By the time we had the documents in our hands, my head was spinning. 

"I think I need to get some food in her," Warren explained for me. "We got on the road early this morning. Can we bring these back to you after lunch?"

"It's kinda ridiculous that I have to keep reminding you to breathe," he informed me as we stepped into the hall.

"That was a lot to take in," I told him, pulling away from the hand that was around my hips after the door closed, giving me the space I needed. 

"I'm sure we will get it all on paper once we look over and sign the documents," he told me casually. Everything seemed to roll right off his back. Nothing was worth getting worked up over. 

They would like that, the producers and creators. 

He was the yin to my very anxious, prone to obsessive overthinking, aggressive yang. 

"Are we eating here?" 

"Where they can eavesdrop on us?" he asked, steering us toward the doors. "No. Do you know any restaurants here?"

"No. But if we just walk, I'm sure we'll happen upon some."

That was what we did, both silent as we did so, lost in our own thoughts until we finally settled on a seafood - of course - place, got a table, and placed our orders.

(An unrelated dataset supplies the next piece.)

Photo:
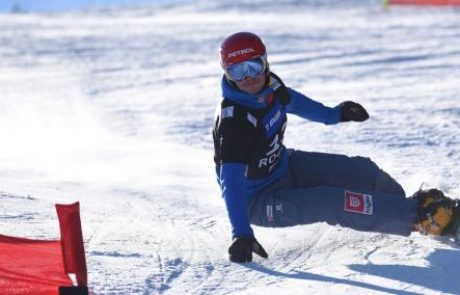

"Alright, here," I said, handing him one of the folders as I flipped mine open. "Tell me if you find any red flags."

But there weren't any.

Not a single one.

Nothing that said we had to be married.

Nothing that said we would be fined - or worse - if some scandal broke out. Which was surprising given the history of the show. 

It was just all about what was expected of us, our obligations to filming and promotion, what the length of the contract was for.

"Wow," I said, exhaling my breath as I got to the part about money.

"What?"

"Twenty-thousand," I said, looking up at him, finding him still a page behind me. 

"What?" he asked again, brows knitting. 

"Twenty-thousand to us per episode. The season is sixteen episodes."

"Shit," he said, something I could only call hope completely overtaking his face. 

"I know you need it," I said, surprising even myself. "The money. More than I do really. I'll take fifty."

"I don't think you mean what it sounds like you mean."

"I do. I'll take fifty of that. The other..."

"Two-hundred-Seventy," he supplied for me.

"Yeah, that can be yours."

"That's ridiculous."

"It's a lot of money," I countered. "I don't even make that a normal year," I added, trying not to let that hurt my pride too much. It wasn't like it was my fault, or that forty-two-thousand was chump change or anything. "And we're already halfway into this year. It will be like making two years' salary this year."

"It won't be enough to get you a house."

"No. But I could get an apartment of my own. No more roommates. Besides, this wasn't about the money for me per se. I just needed the visibility. I can make my own money from this. I know I can."

"That's really generous, Brin," he said in a careful way, a way that said he thought I was going to snatch it back.

"So, when we get back... we can just say to put the two-seventy in your name, since we... share that account. And then the fifty in mine because..."

"Because you want to start a brick-and-mortar office when all this is finished. It will ring true enough."

"Okay," I agreed, giving him a nod as the food was served.

"You're sure about this?" he asked, still unwilling to accept the deal I offered at face-value.

"Yes, I'm positive. Now, we just need to find a way to tolerate each other for a year."

"For three-hundred-twenty grand, I think we will be fine."

We weren't, of course.

We learned that the very next week when we had to start the promo work.

It was going to be the longest year of our lives.

We never did get the ice cream he promised me either.